İlk başladığından bu yana geleneksel müzik ustası olarak tanınmış olan sanatçının repertuarı son yılları popüler olarak düzenlenmiş şarkılarla zenginleşmiştir. Dinleyiciler bugüne dek onun Arka, Sır bölgesi, Yedisu, Batı bölgelerinin eserlerini geleneksel tarzda yorumladığını duymuşlardı. Sanatçı şimdi de günümüzdeki bestecilerin eserlerini  yorumlayarak başarıdan başarıya koşmaktadır. Özellikle ulusal kanalda düzenlenen «Кeş Jarık» (İyi Akşamlar) programından «Geleneksel şarkıların usta yorumcusu» olarak atandığını unutmuş değiliz.
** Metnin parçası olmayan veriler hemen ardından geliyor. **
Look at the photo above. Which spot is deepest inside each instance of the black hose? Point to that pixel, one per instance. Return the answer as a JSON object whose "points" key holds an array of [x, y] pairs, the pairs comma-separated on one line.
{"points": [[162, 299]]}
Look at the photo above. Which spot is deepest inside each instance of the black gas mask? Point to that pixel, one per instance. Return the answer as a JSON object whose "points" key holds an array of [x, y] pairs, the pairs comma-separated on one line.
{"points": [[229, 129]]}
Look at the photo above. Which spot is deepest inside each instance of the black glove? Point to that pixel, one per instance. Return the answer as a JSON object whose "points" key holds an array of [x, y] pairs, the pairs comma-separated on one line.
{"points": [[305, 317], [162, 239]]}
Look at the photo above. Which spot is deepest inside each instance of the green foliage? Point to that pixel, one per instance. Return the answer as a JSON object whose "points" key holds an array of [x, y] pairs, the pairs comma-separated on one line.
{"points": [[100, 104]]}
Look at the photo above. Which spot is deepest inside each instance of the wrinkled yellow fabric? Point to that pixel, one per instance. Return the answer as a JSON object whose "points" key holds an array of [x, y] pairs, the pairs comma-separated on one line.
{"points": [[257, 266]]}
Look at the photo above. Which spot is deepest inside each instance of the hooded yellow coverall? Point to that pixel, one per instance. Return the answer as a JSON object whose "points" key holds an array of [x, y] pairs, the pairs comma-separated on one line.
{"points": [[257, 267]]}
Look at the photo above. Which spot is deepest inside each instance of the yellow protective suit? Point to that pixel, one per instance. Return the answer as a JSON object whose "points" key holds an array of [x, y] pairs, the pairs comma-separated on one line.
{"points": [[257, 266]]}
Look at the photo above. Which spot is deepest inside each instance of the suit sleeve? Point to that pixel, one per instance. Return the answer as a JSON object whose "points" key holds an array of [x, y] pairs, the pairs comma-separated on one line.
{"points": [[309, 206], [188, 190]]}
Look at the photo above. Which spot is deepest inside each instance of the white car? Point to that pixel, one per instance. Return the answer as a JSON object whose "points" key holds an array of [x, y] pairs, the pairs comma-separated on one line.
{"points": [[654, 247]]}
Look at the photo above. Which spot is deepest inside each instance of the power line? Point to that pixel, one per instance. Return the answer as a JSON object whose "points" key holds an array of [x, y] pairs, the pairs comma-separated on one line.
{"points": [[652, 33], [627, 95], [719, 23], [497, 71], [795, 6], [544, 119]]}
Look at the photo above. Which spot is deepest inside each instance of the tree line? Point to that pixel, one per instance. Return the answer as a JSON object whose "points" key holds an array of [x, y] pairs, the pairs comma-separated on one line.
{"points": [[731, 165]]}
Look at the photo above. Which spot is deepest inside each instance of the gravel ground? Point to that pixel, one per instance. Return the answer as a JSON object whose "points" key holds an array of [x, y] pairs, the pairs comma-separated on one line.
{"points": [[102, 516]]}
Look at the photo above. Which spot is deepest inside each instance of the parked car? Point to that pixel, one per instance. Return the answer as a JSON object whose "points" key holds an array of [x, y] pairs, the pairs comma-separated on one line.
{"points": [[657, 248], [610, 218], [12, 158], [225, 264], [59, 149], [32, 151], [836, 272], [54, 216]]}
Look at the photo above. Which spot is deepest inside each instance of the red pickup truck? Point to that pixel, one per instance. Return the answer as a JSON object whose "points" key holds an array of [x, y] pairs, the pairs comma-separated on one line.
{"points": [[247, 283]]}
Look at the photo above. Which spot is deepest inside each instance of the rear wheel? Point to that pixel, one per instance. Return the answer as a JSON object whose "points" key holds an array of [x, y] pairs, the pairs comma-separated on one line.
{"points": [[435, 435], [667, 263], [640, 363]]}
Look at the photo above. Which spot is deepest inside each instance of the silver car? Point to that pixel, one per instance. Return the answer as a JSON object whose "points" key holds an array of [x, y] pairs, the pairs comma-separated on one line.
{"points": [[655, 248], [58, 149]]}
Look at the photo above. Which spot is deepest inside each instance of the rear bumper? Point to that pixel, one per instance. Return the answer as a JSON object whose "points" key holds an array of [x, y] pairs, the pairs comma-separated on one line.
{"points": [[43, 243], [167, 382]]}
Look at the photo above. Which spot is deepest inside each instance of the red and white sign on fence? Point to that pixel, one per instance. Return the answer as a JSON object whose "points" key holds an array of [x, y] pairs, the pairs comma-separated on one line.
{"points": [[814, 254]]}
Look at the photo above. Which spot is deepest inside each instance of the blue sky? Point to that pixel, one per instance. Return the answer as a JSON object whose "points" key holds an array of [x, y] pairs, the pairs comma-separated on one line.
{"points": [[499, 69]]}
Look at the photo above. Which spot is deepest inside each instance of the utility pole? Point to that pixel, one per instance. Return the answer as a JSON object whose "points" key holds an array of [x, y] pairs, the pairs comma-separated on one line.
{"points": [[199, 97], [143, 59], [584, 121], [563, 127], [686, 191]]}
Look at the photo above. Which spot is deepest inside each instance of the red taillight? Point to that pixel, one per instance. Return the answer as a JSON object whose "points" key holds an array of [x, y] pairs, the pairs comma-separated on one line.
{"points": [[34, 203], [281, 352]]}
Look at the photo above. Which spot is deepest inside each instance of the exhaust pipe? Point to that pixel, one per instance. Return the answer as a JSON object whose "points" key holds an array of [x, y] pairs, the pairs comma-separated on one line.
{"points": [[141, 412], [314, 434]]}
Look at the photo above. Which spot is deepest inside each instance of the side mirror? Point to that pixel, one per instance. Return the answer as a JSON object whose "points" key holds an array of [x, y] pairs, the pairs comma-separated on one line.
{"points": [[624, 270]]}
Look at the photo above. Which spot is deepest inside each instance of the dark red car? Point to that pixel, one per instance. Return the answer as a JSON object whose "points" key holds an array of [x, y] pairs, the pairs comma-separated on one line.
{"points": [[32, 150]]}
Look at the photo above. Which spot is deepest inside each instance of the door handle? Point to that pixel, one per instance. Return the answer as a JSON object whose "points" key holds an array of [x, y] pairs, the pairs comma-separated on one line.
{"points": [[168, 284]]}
Onun repertuarında E. Hasangaliyev’in «Gül sezim» şarkısı, eşi Medet’in «En – Dauren» (Şarkı Zamanı) ve «Ak Oramal» (Beyaz Eşarp), «Cibek Sezim» (İpek duygular), «Kulimdesen Bolmay ma» (Gülümsesen Olmaz mı) gibi şarkıları vardır. Çağdaş eserleri seçerken o, öncelikle profesiyonel bilimine güvenir. Daha sonra aile içindeki «sanat yönetmenine» sunarak, hayat arkadaşı, «Аlaman» müzik grubunun yönetmeni, birçok şarkıların bestecisi Medet’in fikrini dinler. Medet de profesyonel müzisyendir, ikisi konservatuarda bir sınıfta ve bir hocadan ders almışlardır.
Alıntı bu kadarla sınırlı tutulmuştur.